Staunton, November 18 – The social and economic situation in Russia continues to deteriorate and the level of pessimism about the future is now at the highest level in eight years, but this has not translated into mass protests of any kind because the government has raised the price of taking part in such protests and Russians are behaving rationally in not doing so.
Mikhail Karyagin, a Russian political scientist, argues out that the various “negative” stimuli Russians have experienced in recent months would have led them to protest had it not been for the ways in which Moscow has systematically raised the price of engaging in protest (actualcomment.ru/golodnye-bunty-privedut-li-ekonomicheskie-problemy-k-protestam-1811141135.html).
“The negative stimuli” Russians have experienced “should have provoked a certain response,” he says. But the explanation for why they haven’t done so more vigorously and dramatically is that they see the instruments available to them as fewer and more expensive just as the regime hopes they would.
Indeed, of all the outlets people in most countries have to protest to the government about their situation, Russians have only one that is more or less just as available now as it was a year or two ago – and that is voting. But voting by its nature is an episodic event, and if the regime schedules unpopular actions, many Russians may forget that by the time of the next election day.
Russian anger was expressed in the September elections, and it is possible it will last until another round of regional elections next summer or even until 2021 when there will be a vote on the Duma members, Karyagin says. There are few signs things are going to get better, and so that is at least possible.

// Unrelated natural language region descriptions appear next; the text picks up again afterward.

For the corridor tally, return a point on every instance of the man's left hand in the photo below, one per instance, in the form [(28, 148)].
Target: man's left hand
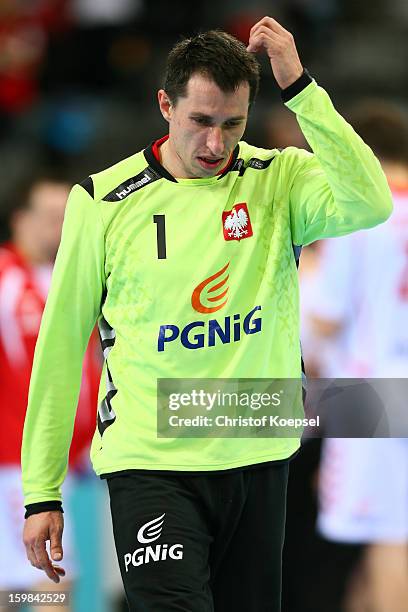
[(280, 46)]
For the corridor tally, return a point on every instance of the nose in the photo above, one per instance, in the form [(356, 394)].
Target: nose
[(215, 141)]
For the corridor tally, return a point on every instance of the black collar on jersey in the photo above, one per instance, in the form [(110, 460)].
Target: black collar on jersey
[(161, 170)]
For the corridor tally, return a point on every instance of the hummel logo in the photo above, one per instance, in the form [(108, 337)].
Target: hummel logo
[(133, 186)]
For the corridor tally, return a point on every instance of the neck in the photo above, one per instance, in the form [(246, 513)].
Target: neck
[(169, 160)]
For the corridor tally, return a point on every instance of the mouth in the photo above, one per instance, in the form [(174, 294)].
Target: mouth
[(209, 163)]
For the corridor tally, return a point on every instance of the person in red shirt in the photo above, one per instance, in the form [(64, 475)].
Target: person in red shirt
[(26, 262)]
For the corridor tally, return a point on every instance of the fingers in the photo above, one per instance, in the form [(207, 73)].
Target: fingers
[(37, 530), (263, 38), (270, 39), (270, 23), (56, 543), (44, 562)]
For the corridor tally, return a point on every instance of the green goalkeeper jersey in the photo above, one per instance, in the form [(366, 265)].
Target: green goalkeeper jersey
[(140, 253)]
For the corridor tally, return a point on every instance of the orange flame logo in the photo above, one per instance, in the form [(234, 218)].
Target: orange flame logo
[(196, 296)]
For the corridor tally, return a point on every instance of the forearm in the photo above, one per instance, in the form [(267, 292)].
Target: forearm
[(351, 192)]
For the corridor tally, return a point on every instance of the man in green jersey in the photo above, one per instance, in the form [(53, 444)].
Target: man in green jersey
[(147, 249)]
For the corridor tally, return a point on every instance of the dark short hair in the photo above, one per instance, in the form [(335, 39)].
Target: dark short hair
[(214, 54), (383, 126)]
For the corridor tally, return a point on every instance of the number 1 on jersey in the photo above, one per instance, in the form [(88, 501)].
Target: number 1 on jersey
[(161, 236)]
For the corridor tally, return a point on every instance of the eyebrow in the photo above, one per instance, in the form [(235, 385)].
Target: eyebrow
[(209, 118)]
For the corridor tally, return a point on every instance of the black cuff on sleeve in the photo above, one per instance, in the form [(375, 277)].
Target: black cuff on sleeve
[(303, 81), (42, 507)]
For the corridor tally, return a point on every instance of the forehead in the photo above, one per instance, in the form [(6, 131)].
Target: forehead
[(204, 96)]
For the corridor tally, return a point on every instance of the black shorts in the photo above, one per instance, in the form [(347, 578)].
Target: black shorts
[(199, 543)]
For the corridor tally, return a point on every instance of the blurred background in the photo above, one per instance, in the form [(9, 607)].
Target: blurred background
[(78, 83)]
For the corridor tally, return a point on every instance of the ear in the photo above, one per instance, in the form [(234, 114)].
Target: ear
[(164, 104)]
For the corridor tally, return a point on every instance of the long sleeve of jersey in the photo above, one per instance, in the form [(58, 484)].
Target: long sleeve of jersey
[(72, 308), (342, 187)]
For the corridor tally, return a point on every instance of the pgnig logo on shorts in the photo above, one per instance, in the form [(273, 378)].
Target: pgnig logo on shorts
[(148, 533)]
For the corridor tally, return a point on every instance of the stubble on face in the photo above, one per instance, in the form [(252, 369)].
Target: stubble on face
[(205, 126)]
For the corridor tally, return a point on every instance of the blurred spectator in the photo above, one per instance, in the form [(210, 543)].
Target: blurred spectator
[(25, 273), (363, 295), (23, 36)]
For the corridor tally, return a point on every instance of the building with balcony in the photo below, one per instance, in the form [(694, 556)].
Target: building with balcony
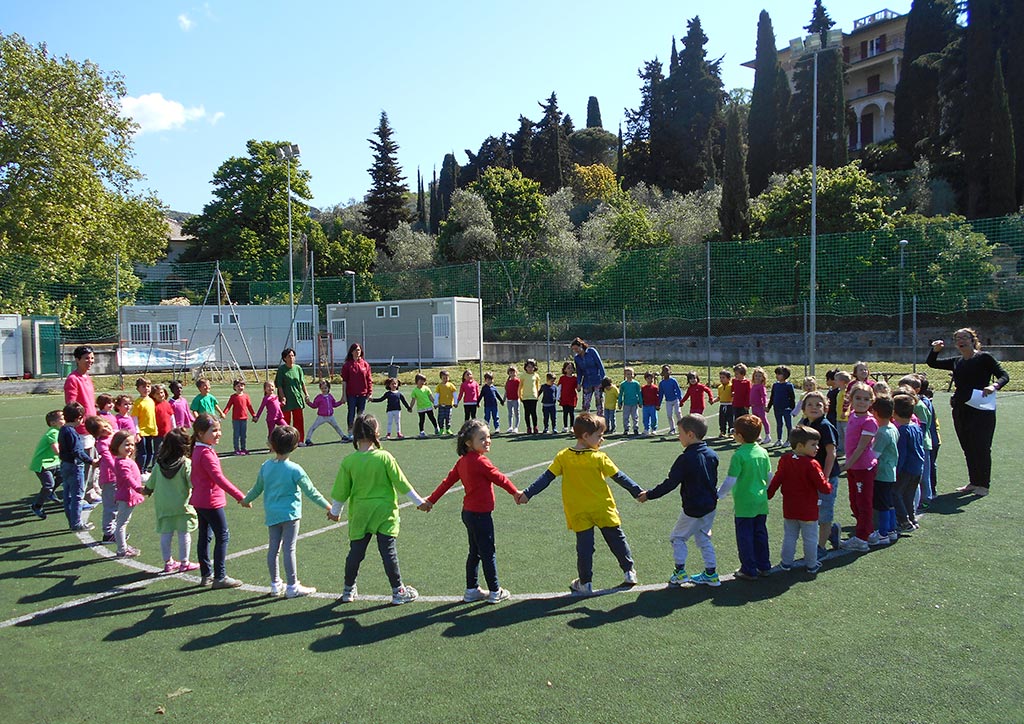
[(872, 51)]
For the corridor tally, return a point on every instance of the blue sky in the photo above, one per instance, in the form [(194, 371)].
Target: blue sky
[(205, 77)]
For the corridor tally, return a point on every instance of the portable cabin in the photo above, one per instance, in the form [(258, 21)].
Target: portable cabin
[(441, 331), (157, 335)]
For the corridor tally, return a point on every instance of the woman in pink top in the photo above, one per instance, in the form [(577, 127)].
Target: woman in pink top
[(358, 384), (209, 485), (128, 480)]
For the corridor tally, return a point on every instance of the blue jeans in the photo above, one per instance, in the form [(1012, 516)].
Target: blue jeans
[(752, 543), (356, 406), (480, 527), (649, 418), (73, 475)]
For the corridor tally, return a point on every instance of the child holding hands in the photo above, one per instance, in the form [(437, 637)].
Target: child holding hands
[(478, 475)]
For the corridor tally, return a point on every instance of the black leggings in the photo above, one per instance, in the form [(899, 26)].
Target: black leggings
[(389, 555), (529, 412)]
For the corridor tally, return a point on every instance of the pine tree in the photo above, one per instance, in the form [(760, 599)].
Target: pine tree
[(931, 26), (1003, 199), (593, 113), (763, 123), (734, 212), (386, 199)]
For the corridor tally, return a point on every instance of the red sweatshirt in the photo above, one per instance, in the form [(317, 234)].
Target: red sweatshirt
[(478, 476)]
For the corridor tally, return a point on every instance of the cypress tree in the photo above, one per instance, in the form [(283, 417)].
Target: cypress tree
[(762, 125), (386, 199), (593, 113), (734, 213), (1003, 199)]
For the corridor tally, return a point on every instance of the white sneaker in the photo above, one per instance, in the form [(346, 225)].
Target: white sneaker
[(403, 594), (499, 596), (580, 589), (854, 544), (298, 590)]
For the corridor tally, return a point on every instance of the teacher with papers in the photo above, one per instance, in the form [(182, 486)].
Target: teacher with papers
[(977, 376)]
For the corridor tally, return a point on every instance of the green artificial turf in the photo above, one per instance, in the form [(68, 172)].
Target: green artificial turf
[(927, 630)]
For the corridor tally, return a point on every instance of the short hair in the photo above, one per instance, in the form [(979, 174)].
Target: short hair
[(883, 407), (903, 406), (284, 439), (748, 427), (73, 411), (694, 424), (588, 424), (802, 434)]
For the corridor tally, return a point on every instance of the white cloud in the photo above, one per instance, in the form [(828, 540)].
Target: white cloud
[(155, 113)]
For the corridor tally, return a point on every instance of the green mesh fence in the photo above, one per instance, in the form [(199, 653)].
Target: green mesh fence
[(946, 273)]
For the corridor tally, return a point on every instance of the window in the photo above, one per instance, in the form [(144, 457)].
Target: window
[(167, 332), (139, 333)]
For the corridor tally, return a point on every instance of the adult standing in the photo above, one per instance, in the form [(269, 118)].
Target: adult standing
[(973, 406), (590, 372), (291, 384), (79, 388), (358, 381)]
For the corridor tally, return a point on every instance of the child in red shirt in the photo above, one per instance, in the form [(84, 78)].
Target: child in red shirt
[(478, 476), (567, 395), (801, 478)]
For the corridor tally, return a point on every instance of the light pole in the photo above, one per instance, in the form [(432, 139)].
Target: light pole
[(286, 153), (902, 250), (351, 275)]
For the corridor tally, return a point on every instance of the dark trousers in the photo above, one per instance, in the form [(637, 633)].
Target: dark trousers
[(974, 430), (529, 412), (356, 406), (480, 527), (423, 418), (389, 555), (585, 551), (906, 488), (752, 543), (212, 524)]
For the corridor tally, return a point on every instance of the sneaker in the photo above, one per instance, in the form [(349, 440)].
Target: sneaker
[(854, 544), (298, 591), (877, 539), (580, 589), (499, 596), (678, 577), (226, 582), (834, 536), (706, 579), (403, 594)]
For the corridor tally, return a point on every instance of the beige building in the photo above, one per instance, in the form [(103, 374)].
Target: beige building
[(873, 54)]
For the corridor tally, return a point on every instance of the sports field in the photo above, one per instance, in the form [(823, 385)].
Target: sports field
[(926, 630)]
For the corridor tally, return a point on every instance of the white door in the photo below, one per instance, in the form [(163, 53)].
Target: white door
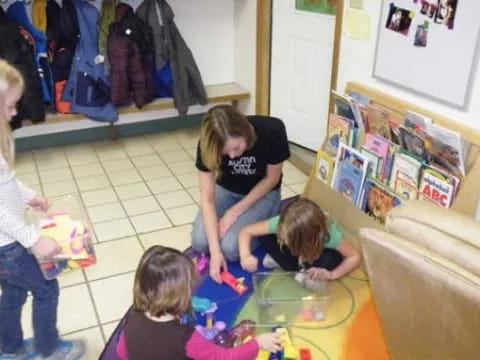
[(302, 49)]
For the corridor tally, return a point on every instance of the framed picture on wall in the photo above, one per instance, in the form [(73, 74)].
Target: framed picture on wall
[(429, 47), (326, 7)]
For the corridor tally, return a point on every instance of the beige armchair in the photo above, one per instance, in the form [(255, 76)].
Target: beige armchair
[(425, 279)]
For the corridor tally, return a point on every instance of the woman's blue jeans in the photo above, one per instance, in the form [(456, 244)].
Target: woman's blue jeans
[(263, 209)]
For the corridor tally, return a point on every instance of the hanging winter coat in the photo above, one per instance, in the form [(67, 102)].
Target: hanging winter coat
[(18, 52), (17, 12), (39, 14), (130, 53), (87, 88), (107, 17), (170, 48)]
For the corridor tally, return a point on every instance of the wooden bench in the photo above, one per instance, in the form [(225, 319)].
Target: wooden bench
[(229, 92)]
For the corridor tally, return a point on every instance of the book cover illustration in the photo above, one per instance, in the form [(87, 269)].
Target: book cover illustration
[(407, 165), (346, 107), (374, 160), (416, 121), (436, 186), (74, 240), (380, 146), (378, 121), (377, 200), (349, 174), (324, 167), (413, 142), (405, 186), (338, 132), (445, 149)]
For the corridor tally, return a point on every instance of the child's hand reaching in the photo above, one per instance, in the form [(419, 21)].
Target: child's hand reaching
[(45, 247), (319, 274), (249, 263), (269, 342), (40, 202)]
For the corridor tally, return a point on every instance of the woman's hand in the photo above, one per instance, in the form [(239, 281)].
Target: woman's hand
[(40, 202), (319, 274), (227, 220), (249, 263), (217, 263)]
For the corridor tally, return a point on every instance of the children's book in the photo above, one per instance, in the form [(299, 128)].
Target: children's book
[(386, 150), (338, 132), (445, 149), (413, 142), (416, 122), (405, 187), (407, 165), (378, 121), (374, 161), (324, 167), (349, 174), (395, 132), (377, 200), (347, 107), (69, 234), (436, 186)]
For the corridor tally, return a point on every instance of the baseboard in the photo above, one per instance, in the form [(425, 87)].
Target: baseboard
[(104, 133)]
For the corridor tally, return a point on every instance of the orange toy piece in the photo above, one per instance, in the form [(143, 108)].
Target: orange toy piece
[(236, 284)]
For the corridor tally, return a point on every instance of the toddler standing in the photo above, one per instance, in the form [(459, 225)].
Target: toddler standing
[(19, 270)]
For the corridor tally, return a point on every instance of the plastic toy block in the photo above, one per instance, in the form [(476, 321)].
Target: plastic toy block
[(289, 352), (262, 355), (233, 282), (201, 304), (305, 354)]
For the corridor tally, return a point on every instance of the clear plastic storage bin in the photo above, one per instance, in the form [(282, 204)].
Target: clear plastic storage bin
[(283, 300), (66, 221)]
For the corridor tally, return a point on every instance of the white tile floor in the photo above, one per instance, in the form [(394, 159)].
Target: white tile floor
[(138, 191)]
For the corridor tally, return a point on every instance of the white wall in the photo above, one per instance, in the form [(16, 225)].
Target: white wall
[(356, 64), (245, 49)]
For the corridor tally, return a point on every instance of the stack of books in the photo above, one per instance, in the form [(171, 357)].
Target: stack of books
[(377, 163)]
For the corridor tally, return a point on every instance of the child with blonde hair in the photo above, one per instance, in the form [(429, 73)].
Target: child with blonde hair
[(164, 284), (305, 239), (19, 270)]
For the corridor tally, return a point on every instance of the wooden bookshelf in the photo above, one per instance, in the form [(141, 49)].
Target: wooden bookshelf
[(353, 218)]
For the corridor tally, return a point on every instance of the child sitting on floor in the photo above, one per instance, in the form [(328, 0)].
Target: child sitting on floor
[(164, 283), (305, 239)]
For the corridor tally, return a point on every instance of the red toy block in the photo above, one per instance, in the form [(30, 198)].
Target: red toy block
[(233, 282), (305, 354)]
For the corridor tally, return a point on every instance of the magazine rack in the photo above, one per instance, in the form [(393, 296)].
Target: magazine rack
[(352, 218)]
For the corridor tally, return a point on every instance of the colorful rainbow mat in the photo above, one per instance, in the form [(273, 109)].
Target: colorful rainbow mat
[(350, 331)]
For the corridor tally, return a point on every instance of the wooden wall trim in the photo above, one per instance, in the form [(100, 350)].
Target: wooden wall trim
[(264, 31)]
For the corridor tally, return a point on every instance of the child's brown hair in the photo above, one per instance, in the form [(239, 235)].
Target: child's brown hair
[(164, 282), (303, 229), (220, 123)]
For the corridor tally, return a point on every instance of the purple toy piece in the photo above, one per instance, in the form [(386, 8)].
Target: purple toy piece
[(202, 263)]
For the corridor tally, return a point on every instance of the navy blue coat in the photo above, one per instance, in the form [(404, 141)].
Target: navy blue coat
[(87, 87)]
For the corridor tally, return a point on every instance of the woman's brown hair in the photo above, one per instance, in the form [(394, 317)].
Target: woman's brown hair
[(218, 124), (303, 229), (10, 78), (164, 282)]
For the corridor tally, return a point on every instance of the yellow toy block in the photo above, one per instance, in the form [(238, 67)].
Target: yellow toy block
[(290, 352), (262, 355)]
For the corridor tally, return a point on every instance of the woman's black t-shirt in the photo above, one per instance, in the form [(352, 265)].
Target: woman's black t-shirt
[(241, 174)]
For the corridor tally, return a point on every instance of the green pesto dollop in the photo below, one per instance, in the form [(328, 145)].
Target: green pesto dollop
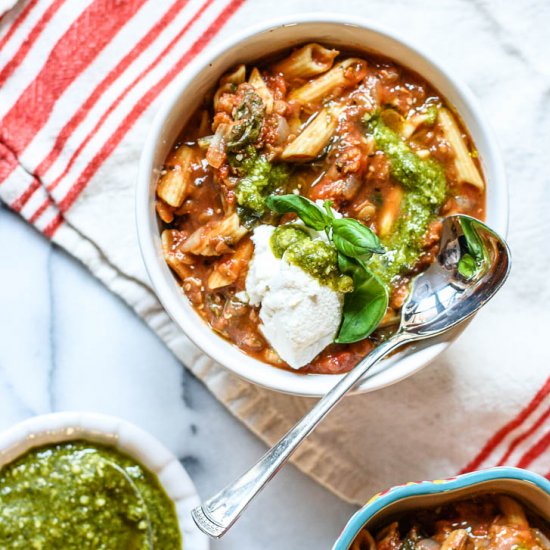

As for other protest channels, he continues, “one must admit that in recent times, they have become ever fewer. Changes in the rules for holding meetings, mass arrests of participants, serious fines, and sometimes real jail sentences have significantly increased the cost of this instrument for citizens.”
That reality was shown at the time of pension reform. Polls showed that 90 percent of Russians were against the plan to raise retirement ages, “but only a few thousand went into the streets.” For most, this was a rational choice rather than something determined by culture – and the Kremlin was counting on that.
Using the Internet for protests has also become more expensive given the cases brought against an increasing number of people for posts, reposts and likes. And using the regular media is almost impossible: most is tightly controlled, and the small part which isn’t isn’t accessible to many.
“One of the most free spheres” of public life in which protest is possible, the political scientist says, is art. The powers that be do on occasion ban performances or exhibits, but they find it more difficult to control this segment than others. Consequently, “political figures are becoming ever more numerous in creative activities.”
The big question now, however, Karyagin says, is whether Russian popular anger will grow faster than the regime increases the price for protests. If it does, Russians like anyone else will go into the streets. If it doesn’t, then the current pattern of sullen but unexpressed anger will likely continue for some time.